JAKARTA - Komisi Pemberantasan Korupsi (KPK) resmi menahan mantan Direktur Utama PT Citra Lampia Mandiri (CLM) Helmut Hermawan (HH), Kamis (7/12/2023). Helmut ditahan usai diperiksa sebagai tersangka penyuap Wakil Menteri Hukum dan HAM (Wamenkumham) Edward Omar Sharif Hiariej alias Eddy Hiariej.
Wakil Ketua KPK, Alexander Marwata mengatakan Helmut Hermawan, akan ditahan di Rumah Tahanan (Rutan) KPK selama 20 hari ke depan.

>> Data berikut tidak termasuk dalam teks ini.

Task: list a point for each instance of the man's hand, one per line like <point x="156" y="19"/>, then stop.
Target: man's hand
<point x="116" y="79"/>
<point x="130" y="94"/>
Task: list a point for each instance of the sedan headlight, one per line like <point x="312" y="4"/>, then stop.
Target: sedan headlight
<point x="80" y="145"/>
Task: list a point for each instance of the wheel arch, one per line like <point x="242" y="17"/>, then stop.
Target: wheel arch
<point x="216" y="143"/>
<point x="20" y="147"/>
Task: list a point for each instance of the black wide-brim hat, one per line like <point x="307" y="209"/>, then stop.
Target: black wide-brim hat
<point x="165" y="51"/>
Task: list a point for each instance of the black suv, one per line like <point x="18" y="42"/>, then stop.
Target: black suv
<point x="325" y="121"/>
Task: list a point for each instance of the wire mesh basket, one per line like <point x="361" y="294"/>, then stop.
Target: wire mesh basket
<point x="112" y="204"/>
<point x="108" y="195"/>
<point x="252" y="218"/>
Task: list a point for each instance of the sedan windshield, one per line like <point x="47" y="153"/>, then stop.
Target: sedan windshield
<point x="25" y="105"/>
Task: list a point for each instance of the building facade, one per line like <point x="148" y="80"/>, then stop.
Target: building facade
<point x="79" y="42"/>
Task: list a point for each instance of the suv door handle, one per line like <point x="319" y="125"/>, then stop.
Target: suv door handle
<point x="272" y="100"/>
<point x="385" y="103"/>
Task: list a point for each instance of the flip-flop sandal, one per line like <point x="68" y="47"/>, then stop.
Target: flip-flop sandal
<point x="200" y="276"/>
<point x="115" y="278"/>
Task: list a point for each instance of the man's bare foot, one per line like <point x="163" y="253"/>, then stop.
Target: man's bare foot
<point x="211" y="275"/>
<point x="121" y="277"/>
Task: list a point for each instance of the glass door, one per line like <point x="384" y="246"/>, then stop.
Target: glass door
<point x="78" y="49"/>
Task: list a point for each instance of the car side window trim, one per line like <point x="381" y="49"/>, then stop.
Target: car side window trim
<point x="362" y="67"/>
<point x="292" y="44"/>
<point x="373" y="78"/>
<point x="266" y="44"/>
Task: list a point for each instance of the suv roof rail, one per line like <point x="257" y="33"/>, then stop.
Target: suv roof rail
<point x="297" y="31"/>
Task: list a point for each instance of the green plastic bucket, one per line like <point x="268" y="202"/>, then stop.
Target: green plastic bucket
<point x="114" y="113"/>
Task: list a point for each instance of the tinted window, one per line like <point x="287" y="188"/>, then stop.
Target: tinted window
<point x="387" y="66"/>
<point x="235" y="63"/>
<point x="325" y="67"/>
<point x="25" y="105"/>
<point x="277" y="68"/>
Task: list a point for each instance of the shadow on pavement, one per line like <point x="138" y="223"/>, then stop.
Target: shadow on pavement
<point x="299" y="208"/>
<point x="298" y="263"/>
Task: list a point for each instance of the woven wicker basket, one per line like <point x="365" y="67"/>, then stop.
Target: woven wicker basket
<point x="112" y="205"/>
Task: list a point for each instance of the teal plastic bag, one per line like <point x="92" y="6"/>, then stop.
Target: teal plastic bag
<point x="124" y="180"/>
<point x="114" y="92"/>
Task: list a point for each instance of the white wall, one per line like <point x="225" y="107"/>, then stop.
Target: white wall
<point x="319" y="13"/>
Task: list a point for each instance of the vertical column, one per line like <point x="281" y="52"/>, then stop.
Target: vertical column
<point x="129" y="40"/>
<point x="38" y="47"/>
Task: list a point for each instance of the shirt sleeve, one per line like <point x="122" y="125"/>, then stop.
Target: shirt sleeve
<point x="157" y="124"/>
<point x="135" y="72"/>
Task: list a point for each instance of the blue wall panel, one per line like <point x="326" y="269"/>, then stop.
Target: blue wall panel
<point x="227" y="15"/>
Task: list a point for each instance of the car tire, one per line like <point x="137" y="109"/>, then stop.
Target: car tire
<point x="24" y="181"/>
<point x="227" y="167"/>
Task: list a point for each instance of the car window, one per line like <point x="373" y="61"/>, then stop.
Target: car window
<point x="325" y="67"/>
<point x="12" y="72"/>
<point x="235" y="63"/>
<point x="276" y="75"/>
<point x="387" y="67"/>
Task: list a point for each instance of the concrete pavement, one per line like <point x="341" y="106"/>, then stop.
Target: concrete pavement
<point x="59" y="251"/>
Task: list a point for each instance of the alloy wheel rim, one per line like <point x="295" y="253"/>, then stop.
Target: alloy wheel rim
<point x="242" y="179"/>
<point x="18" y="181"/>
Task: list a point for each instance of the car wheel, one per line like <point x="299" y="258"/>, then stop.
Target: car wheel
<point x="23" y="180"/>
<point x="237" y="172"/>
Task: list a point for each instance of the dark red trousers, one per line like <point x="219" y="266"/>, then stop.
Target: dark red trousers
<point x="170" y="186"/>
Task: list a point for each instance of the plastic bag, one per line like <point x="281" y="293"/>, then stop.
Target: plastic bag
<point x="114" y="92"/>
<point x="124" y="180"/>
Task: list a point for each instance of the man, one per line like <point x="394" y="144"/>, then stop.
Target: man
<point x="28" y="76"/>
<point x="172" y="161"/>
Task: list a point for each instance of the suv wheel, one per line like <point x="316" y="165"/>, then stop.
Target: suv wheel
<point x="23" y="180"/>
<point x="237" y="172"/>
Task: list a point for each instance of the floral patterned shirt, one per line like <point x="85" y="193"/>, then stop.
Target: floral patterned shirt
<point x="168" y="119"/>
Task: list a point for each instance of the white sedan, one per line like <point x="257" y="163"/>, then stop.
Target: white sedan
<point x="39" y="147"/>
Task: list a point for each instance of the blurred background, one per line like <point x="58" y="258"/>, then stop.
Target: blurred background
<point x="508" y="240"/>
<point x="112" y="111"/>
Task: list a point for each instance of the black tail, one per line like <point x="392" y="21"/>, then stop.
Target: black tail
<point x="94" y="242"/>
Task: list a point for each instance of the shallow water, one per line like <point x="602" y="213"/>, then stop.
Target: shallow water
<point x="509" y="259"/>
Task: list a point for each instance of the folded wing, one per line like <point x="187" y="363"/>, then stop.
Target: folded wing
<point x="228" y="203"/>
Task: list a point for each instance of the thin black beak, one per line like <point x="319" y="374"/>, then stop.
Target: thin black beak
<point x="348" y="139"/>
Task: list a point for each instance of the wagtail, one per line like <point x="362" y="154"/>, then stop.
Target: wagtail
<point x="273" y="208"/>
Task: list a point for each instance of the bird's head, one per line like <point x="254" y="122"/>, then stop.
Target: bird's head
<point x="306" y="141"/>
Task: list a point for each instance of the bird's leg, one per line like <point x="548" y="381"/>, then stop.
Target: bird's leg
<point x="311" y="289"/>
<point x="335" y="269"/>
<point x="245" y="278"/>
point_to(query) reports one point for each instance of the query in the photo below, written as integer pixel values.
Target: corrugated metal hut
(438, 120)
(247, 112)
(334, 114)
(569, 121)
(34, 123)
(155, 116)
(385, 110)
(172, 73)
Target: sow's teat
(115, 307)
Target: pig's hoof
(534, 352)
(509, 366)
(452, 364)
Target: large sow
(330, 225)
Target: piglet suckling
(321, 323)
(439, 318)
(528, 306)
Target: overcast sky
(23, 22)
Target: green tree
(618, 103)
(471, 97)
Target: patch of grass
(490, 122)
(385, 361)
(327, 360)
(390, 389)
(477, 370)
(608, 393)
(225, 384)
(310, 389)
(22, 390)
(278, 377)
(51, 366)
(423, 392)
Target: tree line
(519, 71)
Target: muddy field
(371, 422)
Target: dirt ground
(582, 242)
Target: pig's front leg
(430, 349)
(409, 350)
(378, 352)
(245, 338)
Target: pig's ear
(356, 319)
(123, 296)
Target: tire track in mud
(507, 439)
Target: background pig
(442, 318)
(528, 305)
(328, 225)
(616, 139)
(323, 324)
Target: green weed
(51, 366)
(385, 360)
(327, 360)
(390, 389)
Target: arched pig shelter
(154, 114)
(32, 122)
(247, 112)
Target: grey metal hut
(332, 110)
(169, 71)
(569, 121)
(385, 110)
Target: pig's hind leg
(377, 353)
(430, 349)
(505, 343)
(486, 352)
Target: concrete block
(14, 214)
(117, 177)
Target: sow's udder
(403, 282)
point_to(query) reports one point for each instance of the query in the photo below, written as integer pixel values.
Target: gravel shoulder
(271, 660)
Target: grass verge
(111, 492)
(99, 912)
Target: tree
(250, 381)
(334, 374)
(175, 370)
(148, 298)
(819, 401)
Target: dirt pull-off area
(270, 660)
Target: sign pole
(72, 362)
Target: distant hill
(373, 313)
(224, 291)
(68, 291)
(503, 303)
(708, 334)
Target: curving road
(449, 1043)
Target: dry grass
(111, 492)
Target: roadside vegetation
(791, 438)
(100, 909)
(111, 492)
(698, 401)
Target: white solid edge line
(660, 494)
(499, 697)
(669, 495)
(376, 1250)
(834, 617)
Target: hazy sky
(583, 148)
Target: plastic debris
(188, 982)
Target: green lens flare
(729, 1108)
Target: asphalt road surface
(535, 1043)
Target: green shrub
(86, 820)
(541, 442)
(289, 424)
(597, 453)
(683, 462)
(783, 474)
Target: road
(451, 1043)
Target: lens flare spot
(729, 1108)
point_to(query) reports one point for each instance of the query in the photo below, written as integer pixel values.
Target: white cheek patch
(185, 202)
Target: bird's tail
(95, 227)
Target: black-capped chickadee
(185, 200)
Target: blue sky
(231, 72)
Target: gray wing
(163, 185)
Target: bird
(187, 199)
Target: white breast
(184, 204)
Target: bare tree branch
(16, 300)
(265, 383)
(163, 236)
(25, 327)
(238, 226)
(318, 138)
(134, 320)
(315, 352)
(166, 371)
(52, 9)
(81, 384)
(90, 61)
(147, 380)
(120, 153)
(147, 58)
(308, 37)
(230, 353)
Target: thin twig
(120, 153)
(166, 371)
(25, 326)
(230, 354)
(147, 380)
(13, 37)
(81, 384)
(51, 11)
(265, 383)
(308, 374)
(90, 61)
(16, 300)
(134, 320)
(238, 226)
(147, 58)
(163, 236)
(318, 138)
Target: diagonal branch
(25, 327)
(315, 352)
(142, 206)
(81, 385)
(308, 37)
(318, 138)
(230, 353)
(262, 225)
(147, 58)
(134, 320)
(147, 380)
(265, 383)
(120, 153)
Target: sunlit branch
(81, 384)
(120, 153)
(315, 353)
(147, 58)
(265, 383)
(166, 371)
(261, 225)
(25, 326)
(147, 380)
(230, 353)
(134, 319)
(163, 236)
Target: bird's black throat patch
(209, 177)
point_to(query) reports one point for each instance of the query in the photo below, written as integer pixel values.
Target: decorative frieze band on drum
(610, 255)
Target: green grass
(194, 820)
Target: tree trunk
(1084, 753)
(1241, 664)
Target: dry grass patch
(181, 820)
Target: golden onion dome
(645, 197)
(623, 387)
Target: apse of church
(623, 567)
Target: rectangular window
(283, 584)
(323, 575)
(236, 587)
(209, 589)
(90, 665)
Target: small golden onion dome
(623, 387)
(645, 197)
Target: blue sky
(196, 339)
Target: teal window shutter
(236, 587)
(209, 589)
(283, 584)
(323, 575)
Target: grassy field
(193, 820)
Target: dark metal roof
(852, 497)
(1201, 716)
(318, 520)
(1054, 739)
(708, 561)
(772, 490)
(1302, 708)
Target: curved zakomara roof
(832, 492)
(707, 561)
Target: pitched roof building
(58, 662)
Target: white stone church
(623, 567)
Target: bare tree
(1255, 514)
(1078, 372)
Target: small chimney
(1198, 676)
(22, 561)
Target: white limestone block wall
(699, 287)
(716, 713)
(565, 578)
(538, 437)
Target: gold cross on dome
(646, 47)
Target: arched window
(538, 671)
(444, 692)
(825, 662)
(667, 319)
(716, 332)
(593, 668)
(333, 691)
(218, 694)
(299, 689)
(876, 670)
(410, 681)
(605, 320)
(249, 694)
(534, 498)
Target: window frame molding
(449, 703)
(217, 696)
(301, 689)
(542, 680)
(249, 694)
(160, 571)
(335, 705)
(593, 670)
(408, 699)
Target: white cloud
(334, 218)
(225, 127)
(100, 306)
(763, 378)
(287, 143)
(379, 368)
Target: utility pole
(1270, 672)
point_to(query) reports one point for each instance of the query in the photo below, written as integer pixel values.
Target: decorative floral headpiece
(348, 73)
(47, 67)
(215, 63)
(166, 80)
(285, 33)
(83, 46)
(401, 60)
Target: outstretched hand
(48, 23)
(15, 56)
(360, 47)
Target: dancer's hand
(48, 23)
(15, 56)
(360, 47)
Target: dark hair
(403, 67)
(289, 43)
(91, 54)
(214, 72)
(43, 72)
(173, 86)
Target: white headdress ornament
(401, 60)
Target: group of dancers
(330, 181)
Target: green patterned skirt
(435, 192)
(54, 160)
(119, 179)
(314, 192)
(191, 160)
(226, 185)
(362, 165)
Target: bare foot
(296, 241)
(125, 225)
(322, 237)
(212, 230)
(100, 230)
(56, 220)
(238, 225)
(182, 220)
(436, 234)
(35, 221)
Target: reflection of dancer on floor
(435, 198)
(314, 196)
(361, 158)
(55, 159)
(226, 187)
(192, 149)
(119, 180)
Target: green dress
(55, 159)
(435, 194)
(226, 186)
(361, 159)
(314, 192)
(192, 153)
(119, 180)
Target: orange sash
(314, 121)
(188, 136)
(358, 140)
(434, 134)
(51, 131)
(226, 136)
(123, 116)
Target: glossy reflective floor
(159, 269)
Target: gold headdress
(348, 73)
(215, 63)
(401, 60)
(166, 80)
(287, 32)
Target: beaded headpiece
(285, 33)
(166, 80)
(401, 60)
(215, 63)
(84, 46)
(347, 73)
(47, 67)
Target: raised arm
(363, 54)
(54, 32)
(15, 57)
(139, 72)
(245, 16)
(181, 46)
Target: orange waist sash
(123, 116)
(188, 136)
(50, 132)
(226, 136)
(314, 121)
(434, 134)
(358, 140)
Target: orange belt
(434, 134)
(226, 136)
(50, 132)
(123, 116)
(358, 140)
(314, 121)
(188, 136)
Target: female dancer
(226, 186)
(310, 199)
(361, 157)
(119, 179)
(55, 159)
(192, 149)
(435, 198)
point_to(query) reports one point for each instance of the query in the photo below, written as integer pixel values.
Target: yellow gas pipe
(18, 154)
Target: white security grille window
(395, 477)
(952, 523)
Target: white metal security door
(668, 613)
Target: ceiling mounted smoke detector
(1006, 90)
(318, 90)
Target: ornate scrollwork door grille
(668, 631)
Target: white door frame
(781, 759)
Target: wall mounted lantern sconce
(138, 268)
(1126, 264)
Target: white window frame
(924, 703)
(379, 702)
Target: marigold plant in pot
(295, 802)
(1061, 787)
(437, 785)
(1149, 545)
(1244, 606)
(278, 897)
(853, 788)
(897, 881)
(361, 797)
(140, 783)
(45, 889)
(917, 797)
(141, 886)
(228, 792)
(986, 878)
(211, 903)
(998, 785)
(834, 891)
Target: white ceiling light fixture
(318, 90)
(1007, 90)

“Menjadi salah satu bagian dari kebutuhan proses penyidikan, Tim Penyidik menahan Tersangka HH selama 20 hari pertama sejak 7 Desember 2023 s/d 26 Desember 2023 di Rutan KPK,” kata Alex dalam konferensi pers, Kamis (7/12/2023).
Selain itu, KPK menetapkan tiga orang lainnya sebagai tersangka, yaitu Wakil Menteri Hukum dan HAM Edward Omar Sharif Hiariej alias Eddy Hiariej, asisten pribadi Eddy Hiariej, Yogi Arie Rukmana dan Yosi Andika Mulyadi pengacara.
“KPK menetapkan dan mengumumkan 4 orang tersangka EOSH Wakil Menteri Hukum dan HAM, YAR sebagai asisten pribadi EOSH, YAM sebagai pengacara,” ujarnya.
Untuk mempertanggungjawabkan perbuatannya, Helmut sebagai pihak Pemberi disangkakan melanggar Pasal 5 ayat (1) huruf a atau b atau Pasal 13 Undang-Undang Nomor 31 Tahun 1999 tentang Pemberantasan Tindak Pidana Korupsi sebagaimana telah diubah dengan Undang-Undang Nomor 20 Tahun 2001 tentang Perubahan Atas Undang-Undang Nomor 31 Tahun 1999 tentang Pemberantasan Tindak Pidana Korupsi.